Jose Crespo, PhD

Posted on Nov 26

The Two Programming Styles of AI — and Why Everyone Uses the Wrong One

#ai #algorithms #programming

AI keeps crashing against the same walls

Yep, everybody, even Tesla, is using the old damn math from 2 centuries ago, and hence it’s not surprising to watch many of scenes like this all over YouTube when you rely on AI driving your Tesla:

Apparently, not even Tesla - with its 1.4 Trillion valuation and army of PhDs - knows about this math. Or maybe they do, and just enjoy watching their cars perform interpretive dance routines at 60 mph.

Either way, here’s the greatest hits compilation you’ve seen all over YouTube:

The Tesla Self-Driving Blooper Reel:

🎬 Phantom Braking - The car slams the brakes for a shadow.

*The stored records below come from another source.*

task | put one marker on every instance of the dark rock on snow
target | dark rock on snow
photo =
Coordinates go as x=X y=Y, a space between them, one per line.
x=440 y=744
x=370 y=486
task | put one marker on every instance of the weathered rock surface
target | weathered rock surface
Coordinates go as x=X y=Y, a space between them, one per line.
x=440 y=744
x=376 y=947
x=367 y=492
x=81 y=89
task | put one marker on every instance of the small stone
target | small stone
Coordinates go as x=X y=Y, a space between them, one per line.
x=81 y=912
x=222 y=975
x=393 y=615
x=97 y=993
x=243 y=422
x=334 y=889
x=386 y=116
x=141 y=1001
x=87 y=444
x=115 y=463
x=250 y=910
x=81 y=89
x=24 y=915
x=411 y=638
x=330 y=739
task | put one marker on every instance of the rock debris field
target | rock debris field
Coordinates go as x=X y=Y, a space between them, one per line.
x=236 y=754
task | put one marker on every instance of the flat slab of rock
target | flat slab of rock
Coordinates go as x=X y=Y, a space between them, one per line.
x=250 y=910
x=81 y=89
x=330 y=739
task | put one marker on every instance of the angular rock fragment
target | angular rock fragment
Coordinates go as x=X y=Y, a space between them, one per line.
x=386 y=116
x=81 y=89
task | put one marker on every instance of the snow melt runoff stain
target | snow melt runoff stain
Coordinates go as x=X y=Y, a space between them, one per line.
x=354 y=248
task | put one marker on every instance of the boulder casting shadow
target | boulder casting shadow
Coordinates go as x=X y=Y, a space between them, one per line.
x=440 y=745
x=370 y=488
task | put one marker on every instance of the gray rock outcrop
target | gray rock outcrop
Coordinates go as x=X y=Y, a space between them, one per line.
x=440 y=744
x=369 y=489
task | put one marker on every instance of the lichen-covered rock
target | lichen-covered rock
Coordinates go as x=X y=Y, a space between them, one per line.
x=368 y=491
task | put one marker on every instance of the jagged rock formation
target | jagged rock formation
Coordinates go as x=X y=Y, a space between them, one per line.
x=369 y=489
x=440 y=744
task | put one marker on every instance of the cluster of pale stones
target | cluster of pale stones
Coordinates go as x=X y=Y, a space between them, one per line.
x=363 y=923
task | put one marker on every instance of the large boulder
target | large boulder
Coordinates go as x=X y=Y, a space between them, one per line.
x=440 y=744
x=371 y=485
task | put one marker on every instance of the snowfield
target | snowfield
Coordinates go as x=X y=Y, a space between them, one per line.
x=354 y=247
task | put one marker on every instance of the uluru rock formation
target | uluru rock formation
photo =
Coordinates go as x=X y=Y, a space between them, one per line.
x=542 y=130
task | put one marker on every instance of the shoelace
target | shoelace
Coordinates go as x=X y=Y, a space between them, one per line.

Because apparently, shadows are the #1 threat to highway safety in the 21st century.

🎬 The Surprise Party Turn - Takes curves at full speed, then goes “OH SHIT A CURVE!” and throws a mini-chicane out of nowhere, comedy for everyone, except your neck..

🎬 The Seizure Shuffle - Steering adjustments so jerky you’d think the car is having an existential crisis. Left, right, left, right.. it’s not driving, it’s vibrating down the highway.

🎬 The “Why Did It Do That?” - Does something so inexplicable that even the AI researchers watching the logs just shrug and mutter “gradient descent, probably.”

If this post is sparking your curiosity, you may enjoy exploring deeper analyses, geometric AI concepts, and ongoing research on my personal site:

👉 https://josecrespo.substack.com

The Fix That Nobody’s Using

Tesla could solve this - easily - by using second derivatives (Hessian-vector products, or HVP for the cool kids).

So could Google, Meta, OpenAI, and pretty much every company with an “AI Strategy” PowerPoint deck.

But they’re not. See the table below - notice a pattern?

Wait — These Are Different Problems, Right?

Not exactly. They are different symptoms, but the same disease.

They’re all using math that can answer “Which way should I go?”

but not “How sharply is this about to change?”

It’s like asking a GPS for directions but never checking if there’s a cliff ahead.

The Root Cause: Your Great-great-grandfather’s Calculus

As said, in the case of Tesla what is happening is that their cars are reacting to what’s happening right now, not anticipating what’s about to happen.

It’s like playing chess by only looking at the current board position - no planning, no strategy, just “I see a piece, I move a piece.”

Chess players call this “beginner level.” Tesla calls it “Full Self-Driving.”

Ready for the diagnosis? Tesla engineers, like everyone else in Silicon Valley, are still using 19th-century limit-based calculus — the math equivalent of trying to stream Netflix on a telegraph machine.

Meanwhile, the solution has been sitting on the shelf for 60 years: dual/jet numbers.

Nobody thought to check the manual. Seriously, who bothers with that “wacko, exotic math” they don’t teach in university CS programs?s?

And yet, these hyperreal-related algebras (duals and jets) make second derivatives (HVP) a computationally trivial operation through the elegant composition of two first-order operators (JVP ∘ VJP).

Hold Up — Are You Telling Me…

that the “gold-standard” h-limit calculus makes it a slog, while duals/jets make it trivial.…that what’s computationally intractable with the traditional h-limit calculus so many Ivy-League courses treat as the gold standard is trivial with dual/jet numbers, that can fix most of those damn curve-related problems in our current AI?

Yes. Exactly that.

And it gets worse.

The Hyperreal Revolution: Your Calculus Professor Never Told You This

The calculus you learned in college — the one that got you through differential equations, optimization theory, and machine learning courses — isn’t wrong. It’s just incomplete.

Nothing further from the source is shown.